Pragmatic Thinking & Learning

Pragmatic Thinking &  Learning

Refactor Your Wetware

by Andy Hunt

Categories:
Engineering Manager

How strongly do I recommend Pragmatic Thinking &  Learning?
8 / 10

Review of Pragmatic Thinking & Learning

This book is fundamentally about how learning happens through the perspective of software engineering.

For engineering managers, Pragmatic Thinking & Learning provides a good framework for thinking about states of employee knowledge, understanding, and capabilities – the foundation of performance reviews.



Five stages of the Dreyfus  Model

This book introduced me to the Dreyfus Model of skill acquisition, with five levels:

  1. Novice – just trying to accomplish the immediate goal; requires a recipe
  2. Advanced Beginner – still requires a recipe; often rejects context
  3. Competent – can troubleshoot, but has difficulty identifying the right problems to focus on
  4. Proficient – beginning stages of self-reflection and approach correction
  5. Expert – very good at targeted and focused pattern matching

Level achievement exists within a domain, not across domains. Being a Proficient Python programmer doesn’t make you a Proficient baker, public speaker, or even JavaScript programmer.

Don’t confuse design patterns with  recipes

Novices and Advanced Beginners often confuse design patterns with recipes. I’ve been there. They have a difficult time understanding the more general nature of design patterns – that design patterns aren’t plug-n-play and require context.

Rules for novices, intuition for  experts

Experts in the Dreyfus Model rely heavily on intuition. These engineers solve problems quickly because they identify patterns they’ve experienced before.

In my experience, Expert engineers sometimes need coaching and encouragement to explain their rationale.

The Competent and Proficient engineers they work with don’t have the same intuition and greatly benefit from slowing down and explanation. Expert explanation helps the Competent engineer focus on the right problems.

Competent engineers are better at training  novices

This is a bit counterintuitive, but worth understanding.

I’ve made the mistake of assigning an Expert engineer to onboard a new engineer. Intuitively an Expert makes sense because they know the whole system and can provide context.

But in reality, the Expert has forgotten what it’s like to be a Novice – and when it comes to onboarding a new engineer into your complex system, in many ways everyone is a novice.
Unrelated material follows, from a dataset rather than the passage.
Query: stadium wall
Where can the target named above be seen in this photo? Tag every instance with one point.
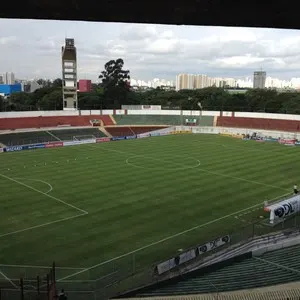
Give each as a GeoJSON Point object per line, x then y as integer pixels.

New engineers might understand the technology, but might not understand your domain well and almost certainly don’t understand the system architecture or implementation patterns yet.

You’re better off having a Competent engineer lead new people through onboarding because they still remember what it was like to be a novice.

Defer decisions until the end of a  project

Software engineers get excited about building new things. We start thinking about the right frameworks and libraries to use before we really understand the problem. We start listing target delivery dates, to the great satisfaction of our managers and stakeholders.

But early on, we don’t really understand the project yet. Unknown unknowns abound.

To the extent possible, we should defer major decisions until later in the project because at that point we’ll know much more.

Deferring decisions makes people uncomfortable. Your manager probably won’t feel great about an open ended timeline. Ranges really help mitigate fear from uncertainty. As the project progresses, those estimates and decisions will gain clarity and accuracy because we’ll know so much more.

Uncle Bob makes similar points in Clean Architecture looking more specifically at technical decisions.